Version-Release number of selected component (if applicable):
The attached patch fixes this issue for me during shutdown.
Well, it is a partial fix -- I thought I had tested the patch with clients mounted, but it appears I did not. In that case, I still get the hangs, as svcrdma/xprtrdma do not unload.
So, more work to be done here.
I'm creating a new service, nfs-rdma, that's intended to be started after nfs
and stopped before nfs that enables and disables rdma support. The rdma init
script now checks to make sure that nfs-rdma support is disabled before downing
the rdma service. If the nfs-rdma service fails to stop (because things are in
use) then you can down the nfs service and then down the nfs-rdma service
(which is backward order, but should work as downing the nfs service will free
up the kernel modules to be unloaded). Will be present in rdma-1.0-8 or later.

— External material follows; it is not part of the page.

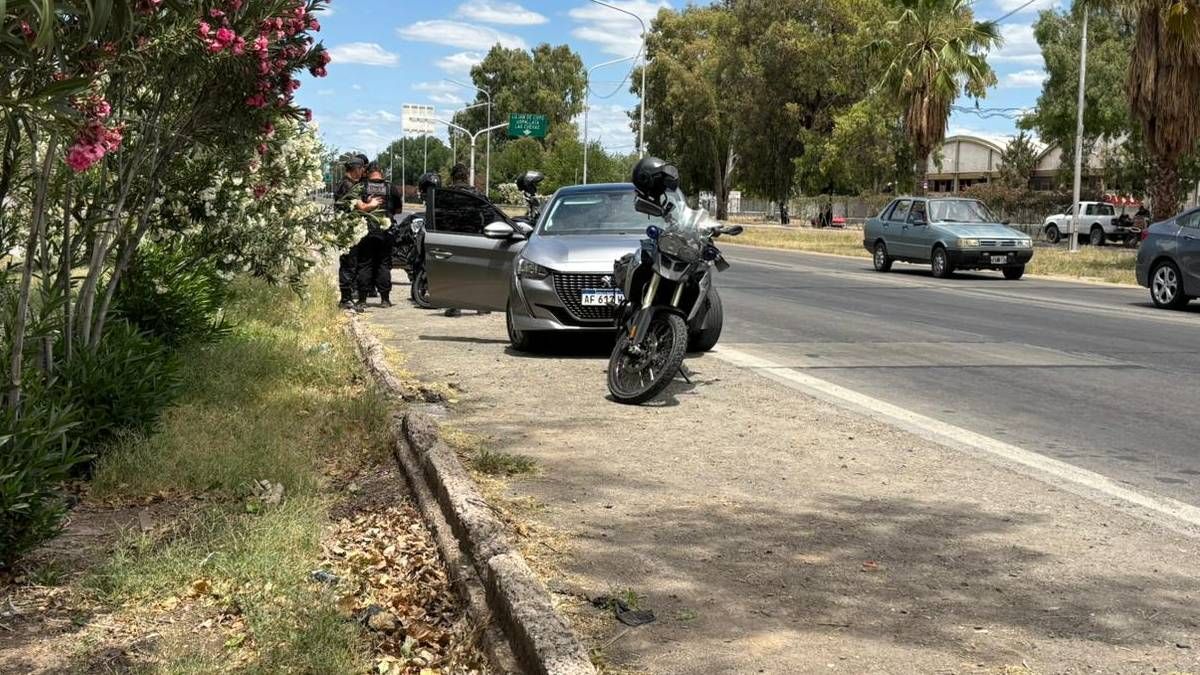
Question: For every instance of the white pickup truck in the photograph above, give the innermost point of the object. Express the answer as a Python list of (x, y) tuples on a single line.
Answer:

That will let me remove my modifications to get NFSoRDMA starting, but I don't think it is going to help when stopping the rdma service -- I've looked around a bit, but I don't see a way to forcibly disconnect clients from the NFS server, which keeps the use count non-zero on the nfsd and svcrdma modules, preventing their removal. There may be a way; I just haven't found it yet -- or it may be a different issue than I think.
I've also seen a similar problem with the NFS client, as even after unmounting all of the NFS filesystems, I still cannot rmmod xprtrdma.
I'm starting to wonder if the best workaround at the moment is to see if the scripts can detect we're going to runlevel 0, 1, or 6 and just not try to remove the modules.
Fixed long ago but bug was not autoclosed.